A distant but unmistakeable sound of musketry reverberating among the mountain peaks on his left, roused him somewhat unpleasantly from his dream, bringing him all at once from the romance of the past to the reality of present Spanish life.

Several shots he heard distinctly pealing through the air; others followed, and after an interval, two dropping shots, but at a greater distance, as if they proceeded from some flying skirmishers. Then all became still, and he heard only the voices of the birds as they wheeled aloft in the sunshine or twittered among the arbutus leaves.

The road, a narrow and rugged path now as it descended, passed through a dark grove of wild pines; on issuing from which, Quentin's nerves received somewhat of a shock on seeing a French light dragoon, in pale green uniform, lying on his back quite dead, with the foam of past agony on his lips, and the blood of a recent wound still oozing from his left temple, through which a musket shot had passed. Crushed, apparently by a horse's hoof, his light brass helmet lay beside him. A few yards off lay another Chasseur à cheval, and further off still lay a third, who seemed to have been dragged some distance by his horse ere his foot had been disengaged from the stirrup, for a bloody and dusty track was visible from where Quentin stood to where the Chasseur lay.

Quentin paused, for his heart beat wildly, and instinctively he looked to the flints and pans of his pistols, his hands trembling as he did so—with an excitement justifiable in one so young—but not with fear.

These three unfortunates were the first Frenchmen—the first slain—and, in fact (save the dead gipsy in the vault of Kilhenzie) they were the first dead men he had looked upon; thus he glanced timidly, and while his heart swelled with pity, from one to the other.

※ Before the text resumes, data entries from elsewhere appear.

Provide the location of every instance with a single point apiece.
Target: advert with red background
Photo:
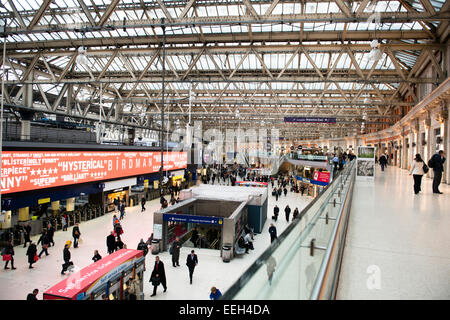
(29, 170)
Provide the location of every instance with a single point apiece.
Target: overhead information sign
(192, 219)
(30, 170)
(309, 120)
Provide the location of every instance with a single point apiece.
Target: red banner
(29, 170)
(322, 176)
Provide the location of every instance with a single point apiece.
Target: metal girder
(385, 17)
(164, 9)
(186, 9)
(17, 14)
(39, 14)
(86, 12)
(108, 13)
(12, 47)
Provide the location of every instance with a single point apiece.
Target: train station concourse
(240, 150)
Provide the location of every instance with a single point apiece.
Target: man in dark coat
(9, 249)
(66, 258)
(176, 245)
(191, 262)
(143, 204)
(438, 167)
(287, 211)
(383, 161)
(273, 233)
(160, 273)
(111, 243)
(194, 237)
(76, 235)
(276, 210)
(31, 253)
(142, 246)
(45, 243)
(32, 296)
(26, 234)
(50, 234)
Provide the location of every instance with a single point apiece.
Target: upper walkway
(398, 243)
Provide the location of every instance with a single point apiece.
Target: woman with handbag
(45, 242)
(32, 255)
(417, 170)
(8, 255)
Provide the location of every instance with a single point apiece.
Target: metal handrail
(325, 266)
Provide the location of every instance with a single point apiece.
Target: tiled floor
(211, 271)
(398, 243)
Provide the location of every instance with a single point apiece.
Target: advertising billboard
(30, 170)
(321, 176)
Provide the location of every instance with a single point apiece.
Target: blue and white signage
(192, 219)
(309, 120)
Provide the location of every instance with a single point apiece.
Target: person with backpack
(383, 161)
(111, 242)
(143, 246)
(45, 243)
(417, 171)
(66, 258)
(287, 212)
(32, 254)
(437, 163)
(76, 235)
(26, 234)
(276, 211)
(8, 255)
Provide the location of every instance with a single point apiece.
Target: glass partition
(295, 266)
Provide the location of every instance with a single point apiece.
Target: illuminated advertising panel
(30, 170)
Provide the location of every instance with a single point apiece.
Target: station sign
(312, 157)
(309, 120)
(192, 219)
(31, 170)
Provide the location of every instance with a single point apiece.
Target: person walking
(287, 211)
(143, 246)
(96, 256)
(31, 254)
(248, 243)
(194, 237)
(45, 243)
(66, 258)
(158, 276)
(26, 234)
(276, 211)
(437, 162)
(64, 222)
(382, 161)
(111, 242)
(143, 204)
(8, 255)
(191, 262)
(176, 246)
(215, 294)
(295, 214)
(417, 172)
(273, 233)
(122, 210)
(32, 296)
(50, 234)
(76, 235)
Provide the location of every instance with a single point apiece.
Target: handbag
(7, 257)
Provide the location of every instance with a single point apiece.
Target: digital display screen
(30, 170)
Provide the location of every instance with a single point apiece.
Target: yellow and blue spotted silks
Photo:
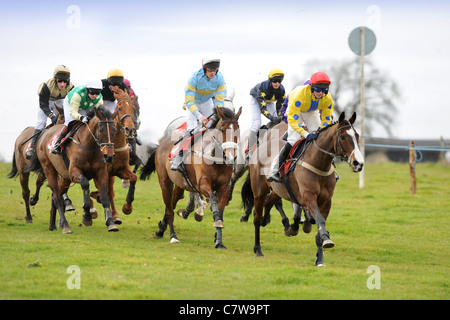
(302, 100)
(200, 89)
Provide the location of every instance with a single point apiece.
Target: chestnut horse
(120, 167)
(23, 167)
(312, 182)
(209, 167)
(84, 158)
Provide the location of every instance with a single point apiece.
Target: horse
(120, 167)
(83, 158)
(209, 167)
(312, 182)
(23, 167)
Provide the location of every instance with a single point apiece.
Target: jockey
(51, 95)
(304, 104)
(76, 105)
(267, 99)
(205, 90)
(113, 81)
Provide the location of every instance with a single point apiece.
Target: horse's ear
(353, 118)
(239, 113)
(342, 117)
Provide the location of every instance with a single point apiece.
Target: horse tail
(247, 194)
(14, 172)
(150, 165)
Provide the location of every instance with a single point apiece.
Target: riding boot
(31, 151)
(274, 174)
(252, 139)
(57, 146)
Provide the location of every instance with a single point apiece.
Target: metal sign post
(362, 41)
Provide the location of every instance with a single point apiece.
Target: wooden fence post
(412, 166)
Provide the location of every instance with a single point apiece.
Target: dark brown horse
(311, 183)
(84, 158)
(209, 167)
(120, 167)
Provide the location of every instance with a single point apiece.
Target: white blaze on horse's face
(356, 160)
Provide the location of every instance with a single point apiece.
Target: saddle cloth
(294, 154)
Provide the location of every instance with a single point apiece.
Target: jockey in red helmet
(311, 104)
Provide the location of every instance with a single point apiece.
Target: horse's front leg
(57, 201)
(323, 240)
(222, 197)
(128, 206)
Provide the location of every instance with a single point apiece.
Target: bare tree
(380, 92)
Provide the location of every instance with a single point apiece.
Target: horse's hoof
(327, 244)
(113, 228)
(69, 207)
(94, 213)
(218, 224)
(67, 230)
(291, 232)
(33, 201)
(87, 222)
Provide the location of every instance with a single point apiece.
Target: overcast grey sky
(158, 45)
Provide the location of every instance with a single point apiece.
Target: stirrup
(56, 149)
(274, 177)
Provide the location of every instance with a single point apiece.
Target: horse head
(229, 126)
(347, 140)
(104, 132)
(124, 112)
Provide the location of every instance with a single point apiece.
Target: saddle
(289, 165)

There they were, three smart and handsome young men, clad in showy light cavalry uniforms, each perhaps a mother's pride and father's hope, left dead and abandoned to the ravens, in that wild place, with their white faces and glazed eyes staring stonily at the glorious noonday sun, while the little birds came hopping and twittering about them.

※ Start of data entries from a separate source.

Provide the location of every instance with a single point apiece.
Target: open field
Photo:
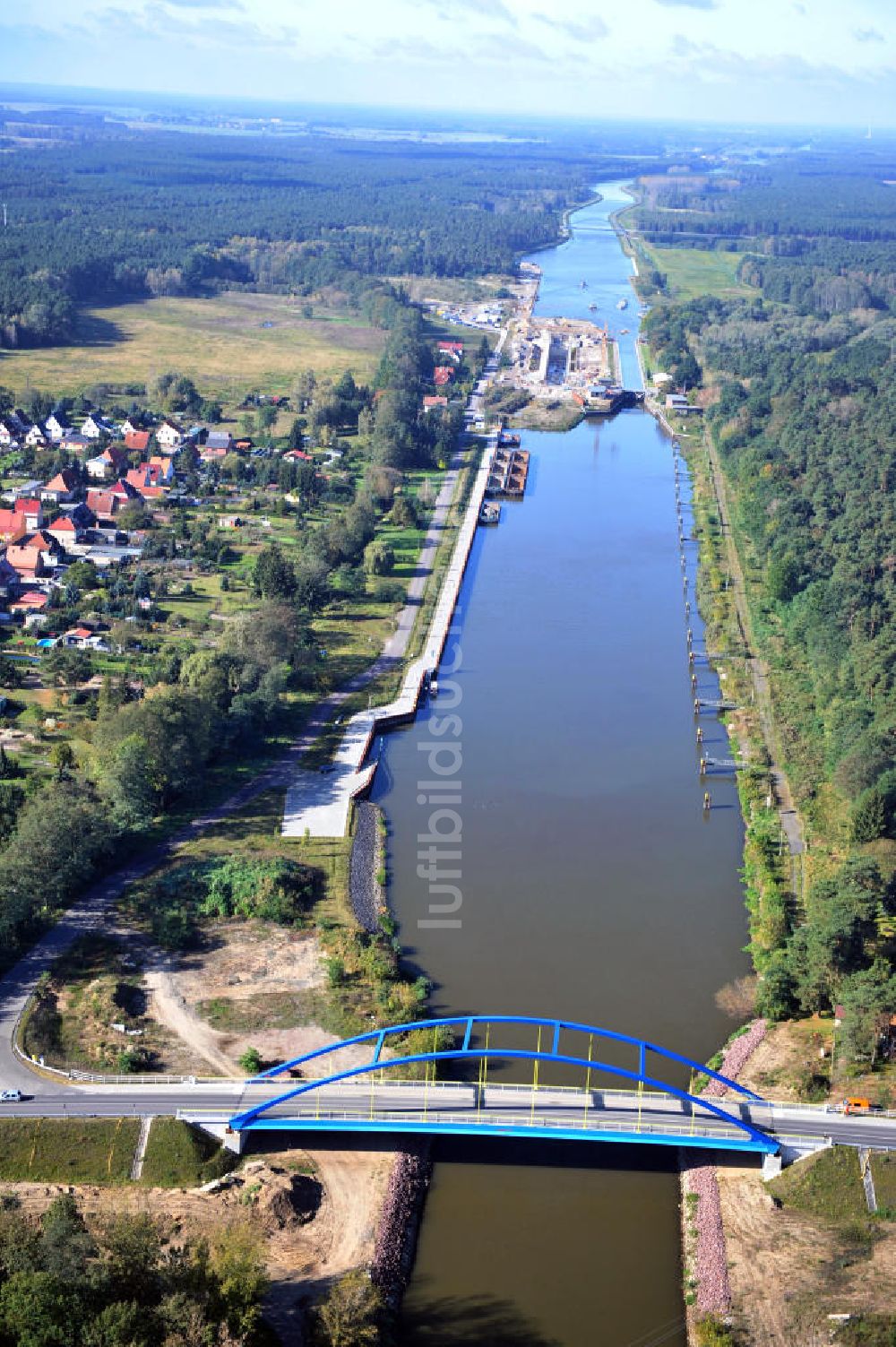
(64, 1151)
(222, 344)
(693, 272)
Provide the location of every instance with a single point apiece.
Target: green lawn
(884, 1176)
(227, 344)
(178, 1156)
(693, 272)
(828, 1186)
(67, 1151)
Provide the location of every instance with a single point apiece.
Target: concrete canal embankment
(320, 803)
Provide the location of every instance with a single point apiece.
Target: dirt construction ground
(305, 1203)
(788, 1271)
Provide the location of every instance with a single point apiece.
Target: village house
(8, 581)
(679, 403)
(37, 438)
(26, 560)
(136, 441)
(162, 471)
(30, 607)
(95, 426)
(83, 639)
(50, 548)
(103, 505)
(30, 511)
(168, 436)
(220, 439)
(54, 427)
(108, 463)
(65, 531)
(75, 442)
(13, 525)
(10, 433)
(64, 487)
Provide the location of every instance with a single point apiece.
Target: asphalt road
(407, 1102)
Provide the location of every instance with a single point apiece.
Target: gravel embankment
(709, 1257)
(363, 886)
(737, 1055)
(399, 1221)
(705, 1252)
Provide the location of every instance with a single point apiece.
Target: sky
(773, 61)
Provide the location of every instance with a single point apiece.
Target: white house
(168, 434)
(95, 426)
(56, 428)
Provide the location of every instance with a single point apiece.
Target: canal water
(593, 885)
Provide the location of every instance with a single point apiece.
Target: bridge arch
(468, 1052)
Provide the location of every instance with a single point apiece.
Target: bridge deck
(470, 1109)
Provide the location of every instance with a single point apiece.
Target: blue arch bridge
(620, 1092)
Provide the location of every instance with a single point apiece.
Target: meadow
(694, 271)
(228, 345)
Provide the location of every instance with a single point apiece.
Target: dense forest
(165, 213)
(800, 403)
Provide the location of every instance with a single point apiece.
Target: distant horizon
(72, 94)
(787, 62)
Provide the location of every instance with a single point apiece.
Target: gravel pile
(363, 886)
(737, 1055)
(399, 1219)
(711, 1263)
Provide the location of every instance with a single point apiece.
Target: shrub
(275, 891)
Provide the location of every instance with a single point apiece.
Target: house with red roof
(30, 605)
(26, 559)
(30, 511)
(11, 525)
(104, 505)
(108, 463)
(64, 530)
(64, 487)
(138, 441)
(162, 471)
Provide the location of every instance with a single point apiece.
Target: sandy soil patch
(788, 1052)
(775, 1260)
(787, 1268)
(270, 1194)
(240, 961)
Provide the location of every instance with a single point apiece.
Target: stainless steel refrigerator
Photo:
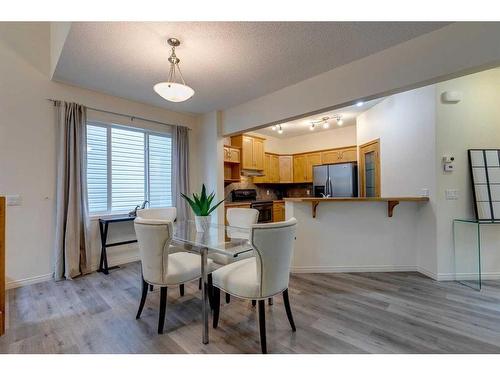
(335, 180)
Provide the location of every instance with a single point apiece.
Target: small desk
(103, 229)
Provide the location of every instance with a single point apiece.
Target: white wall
(452, 50)
(28, 150)
(337, 137)
(474, 122)
(210, 160)
(405, 124)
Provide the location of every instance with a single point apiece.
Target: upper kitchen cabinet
(271, 170)
(303, 166)
(339, 155)
(252, 151)
(232, 154)
(232, 169)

Quentin's gentle soul was stirred within him; he was new to this butcherly work, and war seemed wicked indeed! Those three rigid figures—those three pale faces with fallen jaws, and those bloody wounds, made a scaring and terrible impression upon him; but as he continued hastily to descend the hill, and left them behind, he foresaw not the callous heart and time that use and wont would bring.